Part of their life cycle involves asexual budding, where one salp creates a chain of hermaphroditic clones that stay connected. The chains in some species can get up to 50 feet (15 meters) long. Sometimes, Madin says, the salp chain comes out in shapes; one species creates a wheel of salps, while another species organizes its chains into a double helix.
Eventually, the salp chains break apart. All the individuals that are released turn into females containing one egg. Males from a previous generation of salps will fertilize the females, producing an embryo. The “mother” then develops testes and goes on to fertilize the eggs of other nearby salps, all while the embryo continues to grow inside of it. That embryo eventually pops out and grows up to create another chain of clones.

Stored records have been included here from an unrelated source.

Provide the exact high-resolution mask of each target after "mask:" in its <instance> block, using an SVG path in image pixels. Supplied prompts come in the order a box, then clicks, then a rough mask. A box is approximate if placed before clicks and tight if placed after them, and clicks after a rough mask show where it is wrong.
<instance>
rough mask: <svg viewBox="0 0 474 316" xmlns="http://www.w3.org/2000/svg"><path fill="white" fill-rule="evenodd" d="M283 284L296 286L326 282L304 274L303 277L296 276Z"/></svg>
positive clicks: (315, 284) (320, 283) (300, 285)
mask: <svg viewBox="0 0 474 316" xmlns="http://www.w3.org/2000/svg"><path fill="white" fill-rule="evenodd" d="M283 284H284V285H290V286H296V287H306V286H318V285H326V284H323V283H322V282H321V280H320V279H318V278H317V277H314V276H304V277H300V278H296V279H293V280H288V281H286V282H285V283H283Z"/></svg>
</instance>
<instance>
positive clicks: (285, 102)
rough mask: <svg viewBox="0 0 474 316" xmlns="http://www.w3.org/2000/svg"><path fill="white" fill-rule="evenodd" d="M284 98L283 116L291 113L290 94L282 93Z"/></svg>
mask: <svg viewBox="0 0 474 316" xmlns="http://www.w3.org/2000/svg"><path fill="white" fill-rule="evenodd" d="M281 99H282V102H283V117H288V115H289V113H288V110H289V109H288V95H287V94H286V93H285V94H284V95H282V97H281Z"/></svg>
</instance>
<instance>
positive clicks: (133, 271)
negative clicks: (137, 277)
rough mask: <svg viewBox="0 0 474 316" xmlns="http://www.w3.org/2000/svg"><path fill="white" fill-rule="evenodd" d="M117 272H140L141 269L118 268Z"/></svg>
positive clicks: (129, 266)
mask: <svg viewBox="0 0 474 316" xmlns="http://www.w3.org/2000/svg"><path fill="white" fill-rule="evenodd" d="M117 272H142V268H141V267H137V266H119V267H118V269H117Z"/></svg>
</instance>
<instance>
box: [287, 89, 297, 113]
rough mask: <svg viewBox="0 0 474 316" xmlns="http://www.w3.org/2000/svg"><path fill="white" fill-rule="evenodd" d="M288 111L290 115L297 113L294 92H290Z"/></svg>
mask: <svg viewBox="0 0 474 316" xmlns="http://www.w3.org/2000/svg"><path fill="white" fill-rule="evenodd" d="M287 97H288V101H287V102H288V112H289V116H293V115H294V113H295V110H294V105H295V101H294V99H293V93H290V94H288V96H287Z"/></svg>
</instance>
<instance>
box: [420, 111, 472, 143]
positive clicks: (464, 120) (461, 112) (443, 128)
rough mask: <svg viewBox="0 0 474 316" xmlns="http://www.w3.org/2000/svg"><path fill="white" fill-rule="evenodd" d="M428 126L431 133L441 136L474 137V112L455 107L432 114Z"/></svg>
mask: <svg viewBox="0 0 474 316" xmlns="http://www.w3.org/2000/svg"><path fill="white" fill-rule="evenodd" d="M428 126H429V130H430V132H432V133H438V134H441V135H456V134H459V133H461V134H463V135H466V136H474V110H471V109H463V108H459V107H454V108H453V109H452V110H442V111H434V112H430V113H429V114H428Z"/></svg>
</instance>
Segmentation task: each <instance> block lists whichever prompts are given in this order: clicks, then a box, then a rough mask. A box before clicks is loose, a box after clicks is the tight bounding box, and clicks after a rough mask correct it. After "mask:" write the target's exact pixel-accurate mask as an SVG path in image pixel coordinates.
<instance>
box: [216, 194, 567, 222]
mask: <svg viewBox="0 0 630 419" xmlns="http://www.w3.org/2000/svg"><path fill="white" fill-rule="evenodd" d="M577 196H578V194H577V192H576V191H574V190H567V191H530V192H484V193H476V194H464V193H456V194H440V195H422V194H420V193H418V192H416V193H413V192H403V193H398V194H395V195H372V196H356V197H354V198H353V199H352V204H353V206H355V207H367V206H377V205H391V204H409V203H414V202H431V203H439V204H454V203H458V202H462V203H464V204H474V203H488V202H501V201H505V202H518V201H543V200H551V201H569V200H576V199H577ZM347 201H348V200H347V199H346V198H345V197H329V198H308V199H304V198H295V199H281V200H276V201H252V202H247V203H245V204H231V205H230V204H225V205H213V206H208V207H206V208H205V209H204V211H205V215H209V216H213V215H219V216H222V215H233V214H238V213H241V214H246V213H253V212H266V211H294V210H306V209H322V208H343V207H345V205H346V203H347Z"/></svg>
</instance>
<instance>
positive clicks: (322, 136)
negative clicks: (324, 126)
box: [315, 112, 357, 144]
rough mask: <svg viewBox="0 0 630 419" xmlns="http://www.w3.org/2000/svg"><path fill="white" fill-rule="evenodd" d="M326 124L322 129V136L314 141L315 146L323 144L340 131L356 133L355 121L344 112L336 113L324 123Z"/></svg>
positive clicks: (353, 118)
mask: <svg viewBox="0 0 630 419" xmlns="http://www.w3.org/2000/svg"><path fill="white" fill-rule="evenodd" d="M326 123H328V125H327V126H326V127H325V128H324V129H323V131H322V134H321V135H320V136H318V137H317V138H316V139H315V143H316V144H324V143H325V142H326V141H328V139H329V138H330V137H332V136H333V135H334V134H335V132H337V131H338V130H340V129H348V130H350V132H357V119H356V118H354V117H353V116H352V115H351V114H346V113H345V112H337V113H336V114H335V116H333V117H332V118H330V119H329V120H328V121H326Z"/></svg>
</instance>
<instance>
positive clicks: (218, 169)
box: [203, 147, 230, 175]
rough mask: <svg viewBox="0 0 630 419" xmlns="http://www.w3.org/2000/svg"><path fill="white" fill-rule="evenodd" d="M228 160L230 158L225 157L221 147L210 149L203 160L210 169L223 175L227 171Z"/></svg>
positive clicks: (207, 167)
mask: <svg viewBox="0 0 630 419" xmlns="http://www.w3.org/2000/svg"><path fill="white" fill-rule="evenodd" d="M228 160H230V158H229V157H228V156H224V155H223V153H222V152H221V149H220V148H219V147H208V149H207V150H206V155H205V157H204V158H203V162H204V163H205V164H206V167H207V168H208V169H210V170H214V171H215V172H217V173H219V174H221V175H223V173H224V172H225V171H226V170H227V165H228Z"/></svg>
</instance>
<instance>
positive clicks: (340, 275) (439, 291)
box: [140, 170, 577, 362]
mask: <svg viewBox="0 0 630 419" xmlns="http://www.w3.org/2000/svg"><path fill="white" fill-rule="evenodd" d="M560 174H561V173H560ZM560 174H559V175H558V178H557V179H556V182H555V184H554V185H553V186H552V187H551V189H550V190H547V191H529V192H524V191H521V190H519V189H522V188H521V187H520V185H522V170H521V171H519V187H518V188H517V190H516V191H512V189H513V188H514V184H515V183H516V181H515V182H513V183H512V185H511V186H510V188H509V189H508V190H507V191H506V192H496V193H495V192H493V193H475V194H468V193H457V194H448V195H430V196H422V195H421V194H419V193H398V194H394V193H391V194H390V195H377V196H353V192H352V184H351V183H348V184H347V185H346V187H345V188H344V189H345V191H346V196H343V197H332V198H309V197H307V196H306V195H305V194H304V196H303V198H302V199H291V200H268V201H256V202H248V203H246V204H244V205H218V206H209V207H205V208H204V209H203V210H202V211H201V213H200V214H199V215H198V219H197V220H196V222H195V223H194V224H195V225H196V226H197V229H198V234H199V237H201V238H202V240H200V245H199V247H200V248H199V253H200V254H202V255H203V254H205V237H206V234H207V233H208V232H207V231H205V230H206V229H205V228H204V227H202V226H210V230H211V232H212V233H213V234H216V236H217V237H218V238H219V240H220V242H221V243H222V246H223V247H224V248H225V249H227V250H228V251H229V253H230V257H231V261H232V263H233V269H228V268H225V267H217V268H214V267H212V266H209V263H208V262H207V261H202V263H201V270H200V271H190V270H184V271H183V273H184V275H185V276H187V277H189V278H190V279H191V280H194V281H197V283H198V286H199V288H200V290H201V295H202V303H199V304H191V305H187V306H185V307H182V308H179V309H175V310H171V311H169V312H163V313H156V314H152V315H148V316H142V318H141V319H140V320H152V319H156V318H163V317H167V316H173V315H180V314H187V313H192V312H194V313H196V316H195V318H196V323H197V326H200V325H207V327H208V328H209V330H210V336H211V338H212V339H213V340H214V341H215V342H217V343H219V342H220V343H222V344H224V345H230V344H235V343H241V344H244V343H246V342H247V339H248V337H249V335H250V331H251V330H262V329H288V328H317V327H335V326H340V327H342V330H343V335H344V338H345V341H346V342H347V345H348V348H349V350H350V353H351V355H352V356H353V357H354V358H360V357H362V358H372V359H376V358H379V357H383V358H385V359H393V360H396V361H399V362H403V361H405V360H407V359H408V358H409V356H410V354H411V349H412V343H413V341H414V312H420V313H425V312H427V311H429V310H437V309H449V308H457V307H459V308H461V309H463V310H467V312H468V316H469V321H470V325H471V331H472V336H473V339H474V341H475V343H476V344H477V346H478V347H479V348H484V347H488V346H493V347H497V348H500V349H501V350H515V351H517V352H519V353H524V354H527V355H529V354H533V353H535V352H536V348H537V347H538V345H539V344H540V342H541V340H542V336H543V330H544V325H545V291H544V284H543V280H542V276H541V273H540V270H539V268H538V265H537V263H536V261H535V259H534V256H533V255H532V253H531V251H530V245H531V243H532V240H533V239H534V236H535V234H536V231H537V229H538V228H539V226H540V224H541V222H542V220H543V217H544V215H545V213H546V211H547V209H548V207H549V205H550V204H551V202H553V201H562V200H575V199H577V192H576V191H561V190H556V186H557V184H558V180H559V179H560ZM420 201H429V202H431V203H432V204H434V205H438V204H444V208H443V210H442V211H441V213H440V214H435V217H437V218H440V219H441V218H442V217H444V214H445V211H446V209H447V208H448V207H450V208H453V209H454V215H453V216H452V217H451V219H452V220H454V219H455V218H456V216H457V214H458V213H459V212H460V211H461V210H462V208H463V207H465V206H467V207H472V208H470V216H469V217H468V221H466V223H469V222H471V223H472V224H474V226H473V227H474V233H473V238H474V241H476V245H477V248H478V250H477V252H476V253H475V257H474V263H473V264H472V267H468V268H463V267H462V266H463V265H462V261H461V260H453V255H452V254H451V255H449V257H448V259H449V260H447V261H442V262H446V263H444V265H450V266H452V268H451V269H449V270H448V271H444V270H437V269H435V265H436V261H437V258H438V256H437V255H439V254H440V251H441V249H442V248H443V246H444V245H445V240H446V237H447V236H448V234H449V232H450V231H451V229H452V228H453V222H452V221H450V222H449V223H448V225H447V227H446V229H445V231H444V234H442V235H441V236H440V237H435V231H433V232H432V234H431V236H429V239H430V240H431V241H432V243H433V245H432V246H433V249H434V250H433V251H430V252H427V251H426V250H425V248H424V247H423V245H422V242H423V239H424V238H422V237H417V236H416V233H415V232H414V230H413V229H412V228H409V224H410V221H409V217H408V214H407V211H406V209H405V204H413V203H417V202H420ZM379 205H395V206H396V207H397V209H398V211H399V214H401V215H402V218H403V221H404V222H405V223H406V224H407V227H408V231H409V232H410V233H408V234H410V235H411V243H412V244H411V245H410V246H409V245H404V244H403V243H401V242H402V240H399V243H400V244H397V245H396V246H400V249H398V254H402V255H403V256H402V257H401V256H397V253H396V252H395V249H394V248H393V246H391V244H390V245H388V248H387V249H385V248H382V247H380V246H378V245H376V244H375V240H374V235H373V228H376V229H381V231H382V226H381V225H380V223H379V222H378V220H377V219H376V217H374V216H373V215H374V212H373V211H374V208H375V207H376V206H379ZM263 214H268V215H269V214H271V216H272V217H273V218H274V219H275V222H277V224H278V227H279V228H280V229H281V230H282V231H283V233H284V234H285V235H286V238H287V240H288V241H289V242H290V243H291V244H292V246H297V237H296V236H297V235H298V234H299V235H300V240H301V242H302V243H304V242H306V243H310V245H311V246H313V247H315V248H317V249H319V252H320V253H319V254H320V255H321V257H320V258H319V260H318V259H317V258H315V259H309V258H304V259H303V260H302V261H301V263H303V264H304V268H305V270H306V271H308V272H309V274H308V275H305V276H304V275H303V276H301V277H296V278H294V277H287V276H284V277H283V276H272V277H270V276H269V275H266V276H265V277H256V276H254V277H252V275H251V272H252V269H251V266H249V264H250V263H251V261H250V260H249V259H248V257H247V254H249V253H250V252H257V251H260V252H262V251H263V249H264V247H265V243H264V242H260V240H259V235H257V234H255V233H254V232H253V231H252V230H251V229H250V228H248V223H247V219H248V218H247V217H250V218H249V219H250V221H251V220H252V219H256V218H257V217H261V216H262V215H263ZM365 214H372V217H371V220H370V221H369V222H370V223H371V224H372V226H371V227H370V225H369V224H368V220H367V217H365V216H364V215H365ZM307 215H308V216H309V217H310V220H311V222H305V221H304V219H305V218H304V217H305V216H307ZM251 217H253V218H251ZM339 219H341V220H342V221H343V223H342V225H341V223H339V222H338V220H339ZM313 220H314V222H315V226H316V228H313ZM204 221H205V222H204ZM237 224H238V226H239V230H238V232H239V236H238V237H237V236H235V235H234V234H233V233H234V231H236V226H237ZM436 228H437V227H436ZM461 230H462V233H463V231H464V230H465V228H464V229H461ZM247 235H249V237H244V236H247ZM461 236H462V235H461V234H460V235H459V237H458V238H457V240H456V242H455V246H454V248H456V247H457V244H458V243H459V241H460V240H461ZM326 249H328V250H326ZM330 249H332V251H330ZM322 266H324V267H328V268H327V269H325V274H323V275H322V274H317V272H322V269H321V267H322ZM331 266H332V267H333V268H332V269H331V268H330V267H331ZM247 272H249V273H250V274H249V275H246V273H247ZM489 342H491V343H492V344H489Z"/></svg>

A salp’s ability to mate and combine different genetic material keeps populations healthy, says Madin, while their cloning abilities let them reproduce very quickly. (See “Huge Swarm of Gelatinous Sea Creatures Imaged in 3-D.”)
A “Weapon” Against Climate Change
Salps’ cloning tendencies also let them take advantage of algae blooms. The animals gorge themselves on the algae and pump out chains of salp babies. All that eating also produces large fecal pellets that “sink rapidly, as much as a thousand meters a day,” Madin says.
This is a salp’s secret weapon against climate change. The algae that they eat uses carbon dioxide from the atmosphere to grow. The salps then eat the algae and all that carbon. When the animals produce their pellets, that carbon sinks to the bottom of the ocean where it’s essentially removed from the carbon cycle.
Essentially, salps repackage carbon into big pieces that sink very quickly into the ocean, says Bologna. “It’s one way of trying to balance out how much CO2 is in the atmosphere.”
Madin is skeptical that the salps will be able to keep up with the increased carbon in the atmosphere, but notes that salps can eat much smaller particles of plankton than animals like crustaceans and copepods. “One thing we see with warming temperatures is that the types of phytoplankton species are changing from larger ones, like diatoms, to smaller ones which we call picoplankton,” he explains.
So “salps may have a competitive advantage as the oceans grow warmer,” Madin says, because they’ll be able to eat the really small plant plankton that will become more common.
Which means we may see more and more of these gelatinous creatures washing up onto beaches in the near future.